Quickly, Mr. Shultz has demonstrated his forthrightness, cool, and diplomatic agility. In hours of testimony before the Senate Foreign Relations Committee, Mr. Shultz was careful to reiterate continuing US friendship for Israel and commitment to its security. Indeed his comments seemed to convey a heartfelt understanding of Israel's longing for peace and its anguish in the face of decades of unrelenting Arab hostility.
But he did not spare Israel the public rod of criticism for its policies in Lebanon and the West Bank any more than he spared the Palestine Liberation Organization criticism of its terrorist activities and of its intransigent refusal to recognize the right of Israel to exist. The American people cannot but be reassured by this early sign that Mr. Shultz intends to pursue a diplomacy that is balanced, fair-minded, and serving above all the interests of peace.

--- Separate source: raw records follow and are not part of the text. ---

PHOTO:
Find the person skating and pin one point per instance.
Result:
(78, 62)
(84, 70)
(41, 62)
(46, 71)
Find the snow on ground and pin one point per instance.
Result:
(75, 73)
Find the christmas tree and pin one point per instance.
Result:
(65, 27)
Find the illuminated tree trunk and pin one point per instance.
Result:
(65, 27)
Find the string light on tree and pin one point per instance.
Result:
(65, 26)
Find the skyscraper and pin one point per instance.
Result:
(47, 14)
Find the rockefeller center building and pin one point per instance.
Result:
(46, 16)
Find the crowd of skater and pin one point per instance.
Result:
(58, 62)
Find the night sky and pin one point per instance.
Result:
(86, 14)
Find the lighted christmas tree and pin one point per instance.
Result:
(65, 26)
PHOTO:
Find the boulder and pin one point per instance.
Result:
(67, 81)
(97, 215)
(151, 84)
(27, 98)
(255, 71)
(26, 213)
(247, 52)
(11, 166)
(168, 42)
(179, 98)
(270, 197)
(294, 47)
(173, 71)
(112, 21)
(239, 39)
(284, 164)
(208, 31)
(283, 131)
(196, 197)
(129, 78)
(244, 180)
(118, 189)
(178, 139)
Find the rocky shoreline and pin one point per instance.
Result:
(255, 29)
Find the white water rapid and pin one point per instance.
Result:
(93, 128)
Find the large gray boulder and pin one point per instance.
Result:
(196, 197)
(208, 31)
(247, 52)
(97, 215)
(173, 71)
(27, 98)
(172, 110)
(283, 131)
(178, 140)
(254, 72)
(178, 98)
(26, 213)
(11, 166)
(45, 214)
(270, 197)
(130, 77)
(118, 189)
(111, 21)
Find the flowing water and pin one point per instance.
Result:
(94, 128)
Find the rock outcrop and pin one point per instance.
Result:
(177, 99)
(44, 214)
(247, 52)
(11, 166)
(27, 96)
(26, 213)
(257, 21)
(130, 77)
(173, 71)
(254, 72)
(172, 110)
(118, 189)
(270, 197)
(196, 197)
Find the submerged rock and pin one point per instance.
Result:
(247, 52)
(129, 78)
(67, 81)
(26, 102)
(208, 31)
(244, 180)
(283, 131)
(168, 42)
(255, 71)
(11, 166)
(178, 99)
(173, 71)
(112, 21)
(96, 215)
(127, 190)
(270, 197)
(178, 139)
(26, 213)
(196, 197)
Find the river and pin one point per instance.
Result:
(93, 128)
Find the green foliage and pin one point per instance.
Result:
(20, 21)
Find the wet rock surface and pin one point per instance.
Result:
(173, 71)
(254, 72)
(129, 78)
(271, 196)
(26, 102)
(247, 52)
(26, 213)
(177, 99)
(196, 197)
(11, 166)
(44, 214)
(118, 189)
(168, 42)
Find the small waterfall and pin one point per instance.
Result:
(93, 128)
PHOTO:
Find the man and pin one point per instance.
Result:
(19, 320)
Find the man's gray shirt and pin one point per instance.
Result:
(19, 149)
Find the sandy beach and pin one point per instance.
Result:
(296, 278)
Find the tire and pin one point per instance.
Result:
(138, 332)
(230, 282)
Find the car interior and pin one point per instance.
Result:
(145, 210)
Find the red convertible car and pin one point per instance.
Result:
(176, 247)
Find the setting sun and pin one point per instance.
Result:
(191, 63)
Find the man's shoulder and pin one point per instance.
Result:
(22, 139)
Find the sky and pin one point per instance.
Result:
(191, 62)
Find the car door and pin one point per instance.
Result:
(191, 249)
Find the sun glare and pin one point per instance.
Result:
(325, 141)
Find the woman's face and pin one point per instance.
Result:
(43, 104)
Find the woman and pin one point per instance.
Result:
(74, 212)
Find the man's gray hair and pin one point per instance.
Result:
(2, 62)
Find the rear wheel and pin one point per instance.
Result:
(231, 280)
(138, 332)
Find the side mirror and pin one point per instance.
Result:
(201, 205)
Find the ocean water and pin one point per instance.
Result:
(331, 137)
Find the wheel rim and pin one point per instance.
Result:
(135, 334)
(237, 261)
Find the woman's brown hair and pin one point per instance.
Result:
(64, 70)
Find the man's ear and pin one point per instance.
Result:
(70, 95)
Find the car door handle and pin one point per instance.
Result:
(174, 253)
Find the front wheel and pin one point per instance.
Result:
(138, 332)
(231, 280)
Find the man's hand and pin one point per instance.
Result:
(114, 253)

No one would underestimate the difficulties before him. Mr. Shultz enters the picture at a time of bewildering change in the region. There is, for one thing, the reassertion of Iran's power as reflected in the aggressive military lunge into Iraq - a move which is presumably aimed at altering the government in Baghdad and which is bound to have an impact on Saudi Arabia, hitherto preeminent in the area. There is also the reemergence of Egypt as a dominant player and rival of Iran, with all the implications this has for a new alignment of forces. Then there is the chaos in Lebanon, which threatens to take an increasingly high human toll unless Israel is persuaded to withdraw and the PLO is persuaded to give up its guerrilla tactics and embrace a political instead of military solution to attaining its objectives. Against the backdrop of all this is also the sobering fact that the two superpowers seem almost irrelevant in influencing the course of events.

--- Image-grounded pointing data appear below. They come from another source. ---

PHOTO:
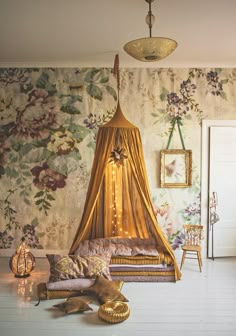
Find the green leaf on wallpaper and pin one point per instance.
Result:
(75, 98)
(42, 81)
(164, 93)
(2, 170)
(35, 222)
(91, 144)
(91, 74)
(65, 164)
(104, 80)
(25, 149)
(70, 109)
(94, 91)
(26, 88)
(27, 201)
(79, 132)
(224, 81)
(11, 172)
(37, 155)
(111, 91)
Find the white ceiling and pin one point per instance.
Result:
(90, 32)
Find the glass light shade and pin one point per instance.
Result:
(150, 49)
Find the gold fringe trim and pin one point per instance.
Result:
(169, 273)
(142, 260)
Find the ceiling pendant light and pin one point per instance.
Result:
(150, 49)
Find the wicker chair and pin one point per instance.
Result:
(193, 234)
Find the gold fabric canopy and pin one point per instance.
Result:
(118, 200)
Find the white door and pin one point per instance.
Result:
(222, 180)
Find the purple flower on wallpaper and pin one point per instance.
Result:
(30, 237)
(192, 210)
(187, 89)
(47, 178)
(178, 241)
(175, 105)
(91, 122)
(214, 85)
(5, 240)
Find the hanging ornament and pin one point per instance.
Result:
(118, 156)
(22, 262)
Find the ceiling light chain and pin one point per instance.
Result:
(149, 49)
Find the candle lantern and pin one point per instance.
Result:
(22, 262)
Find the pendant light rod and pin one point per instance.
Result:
(150, 49)
(149, 17)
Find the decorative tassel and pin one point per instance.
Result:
(116, 72)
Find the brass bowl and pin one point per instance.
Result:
(114, 311)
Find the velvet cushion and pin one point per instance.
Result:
(74, 305)
(65, 267)
(104, 290)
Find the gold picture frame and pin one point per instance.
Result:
(176, 168)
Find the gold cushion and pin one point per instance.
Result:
(74, 305)
(105, 290)
(65, 267)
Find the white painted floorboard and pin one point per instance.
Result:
(199, 304)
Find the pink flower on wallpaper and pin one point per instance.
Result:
(35, 114)
(47, 178)
(166, 219)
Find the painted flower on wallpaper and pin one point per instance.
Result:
(5, 240)
(29, 234)
(14, 76)
(187, 90)
(7, 110)
(35, 114)
(177, 241)
(175, 106)
(214, 84)
(46, 178)
(93, 121)
(3, 150)
(165, 219)
(192, 212)
(62, 143)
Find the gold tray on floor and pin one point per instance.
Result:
(114, 311)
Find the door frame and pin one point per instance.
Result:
(206, 124)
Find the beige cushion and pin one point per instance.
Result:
(65, 267)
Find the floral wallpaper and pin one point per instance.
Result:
(49, 118)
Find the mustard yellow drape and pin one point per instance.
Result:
(118, 200)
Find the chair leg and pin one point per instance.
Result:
(183, 258)
(199, 260)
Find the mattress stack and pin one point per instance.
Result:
(140, 269)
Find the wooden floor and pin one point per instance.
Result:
(199, 304)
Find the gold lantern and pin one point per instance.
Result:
(22, 262)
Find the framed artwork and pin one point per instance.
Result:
(176, 168)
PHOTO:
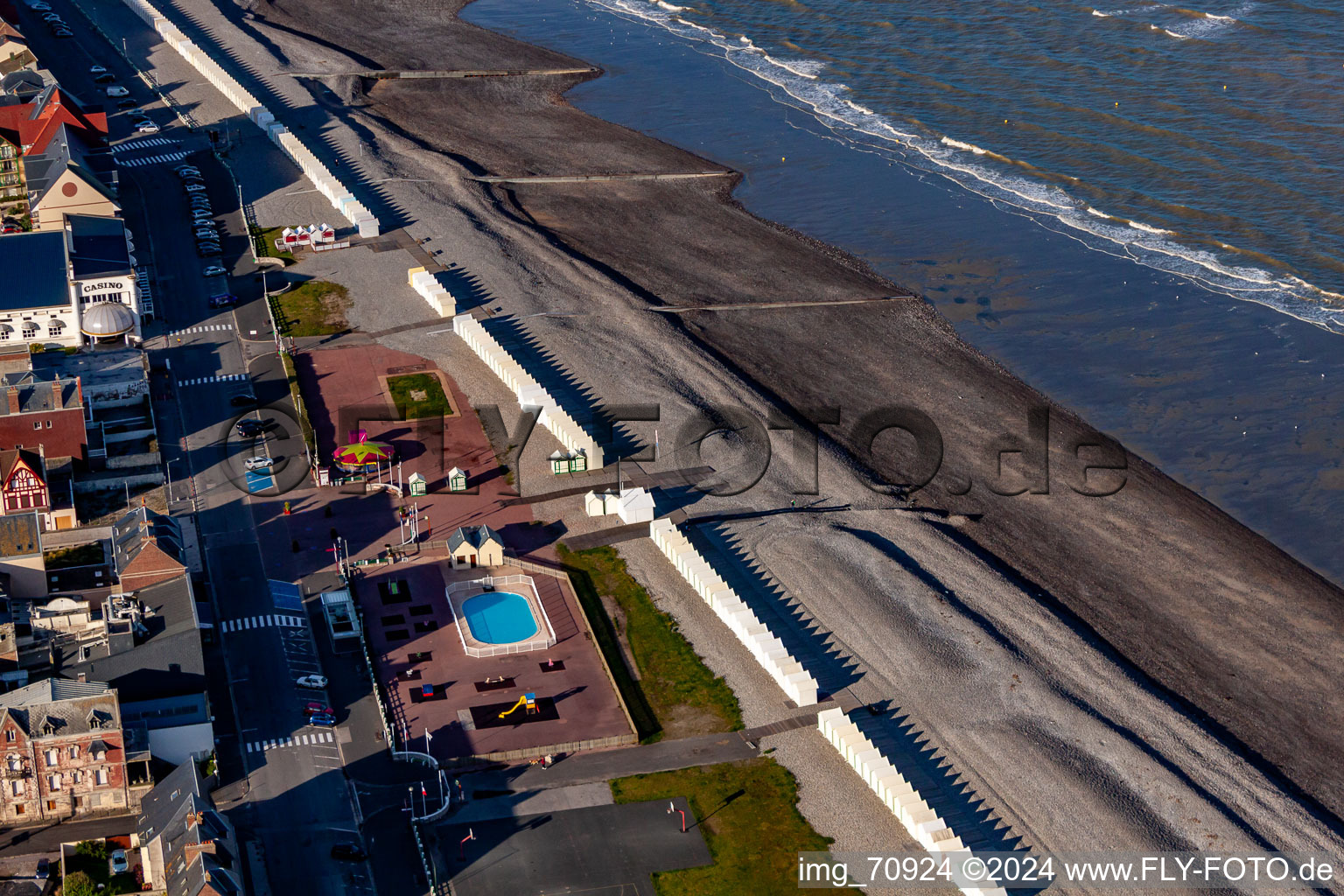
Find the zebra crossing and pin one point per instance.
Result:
(298, 740)
(262, 622)
(150, 160)
(218, 378)
(205, 328)
(144, 143)
(147, 298)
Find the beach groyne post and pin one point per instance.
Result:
(327, 185)
(894, 790)
(756, 635)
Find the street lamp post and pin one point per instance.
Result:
(672, 808)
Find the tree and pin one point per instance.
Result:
(80, 884)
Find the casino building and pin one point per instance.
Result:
(77, 286)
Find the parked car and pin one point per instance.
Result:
(348, 852)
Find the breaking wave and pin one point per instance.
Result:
(799, 82)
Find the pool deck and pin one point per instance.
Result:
(538, 634)
(584, 697)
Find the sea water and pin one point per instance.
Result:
(1135, 208)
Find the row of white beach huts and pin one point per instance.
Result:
(756, 635)
(898, 794)
(529, 393)
(327, 185)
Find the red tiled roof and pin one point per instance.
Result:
(32, 125)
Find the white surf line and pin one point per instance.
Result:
(582, 178)
(742, 306)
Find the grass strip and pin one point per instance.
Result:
(749, 816)
(672, 677)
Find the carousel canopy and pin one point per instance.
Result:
(363, 453)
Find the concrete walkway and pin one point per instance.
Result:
(533, 802)
(591, 767)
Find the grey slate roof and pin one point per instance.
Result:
(474, 536)
(98, 246)
(35, 271)
(165, 662)
(19, 535)
(130, 536)
(165, 812)
(35, 393)
(70, 707)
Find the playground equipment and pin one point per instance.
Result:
(526, 700)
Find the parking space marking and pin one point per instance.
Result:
(150, 160)
(207, 328)
(217, 378)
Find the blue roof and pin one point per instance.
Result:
(42, 258)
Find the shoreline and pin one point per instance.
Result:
(1135, 570)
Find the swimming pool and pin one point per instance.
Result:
(499, 617)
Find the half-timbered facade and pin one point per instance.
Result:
(23, 482)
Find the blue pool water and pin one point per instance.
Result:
(499, 617)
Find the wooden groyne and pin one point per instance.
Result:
(379, 74)
(584, 178)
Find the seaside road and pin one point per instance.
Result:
(295, 797)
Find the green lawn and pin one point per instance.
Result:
(315, 308)
(265, 241)
(93, 861)
(77, 556)
(676, 693)
(413, 407)
(749, 817)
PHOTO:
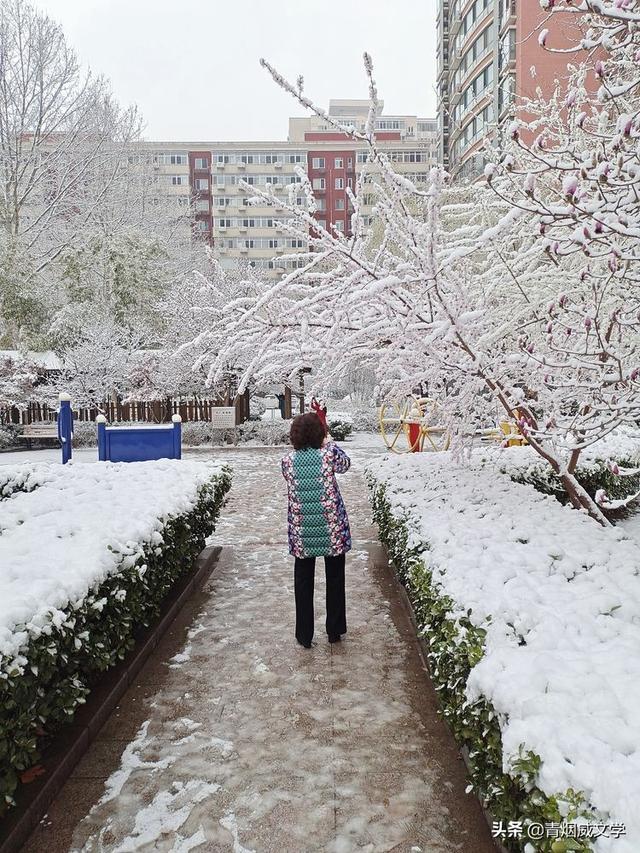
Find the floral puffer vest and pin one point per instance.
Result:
(318, 522)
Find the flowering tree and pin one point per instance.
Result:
(18, 377)
(75, 196)
(577, 182)
(96, 367)
(484, 311)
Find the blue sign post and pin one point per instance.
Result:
(65, 427)
(139, 444)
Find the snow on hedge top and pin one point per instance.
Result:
(67, 536)
(562, 662)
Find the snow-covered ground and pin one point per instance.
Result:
(561, 665)
(82, 523)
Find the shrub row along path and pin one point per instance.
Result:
(237, 739)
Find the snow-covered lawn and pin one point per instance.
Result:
(80, 525)
(88, 554)
(559, 598)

How Mr. Shultz will thread his way through this maze of problems, and how he will try to bring US power to bear on them, remains to be seen. The question is not merely what Mr. Shultz himself thinks or does not think but whether he has the capacity to persuade President Reagan and Cabinet and White House aides of the wisdom of certain policies. He has the reputation of being a soft-spoken but tough conciliator, and certainly his deft performance in the Senate bears this out. That he appears not to have to cope with his own ego and political ambition should at least help eliminate the tiresome and tiring bureaucratic battles which have beset Reagan foreign policy up to now.
For the moment, the world can be encouraged that Mr. Shultz has unself-consciously gone straight to the core of a fundamental problem in the Middle East: the failure to satisfy the Palestinian people's aspirations for and rights to self-determination. If the President's policies now evolve to match the eloquent reasonableness of Mr. Shultz's words, there is renewed possibility that constant warfare between Arab and Jew will finally be supplanted by a durable peace.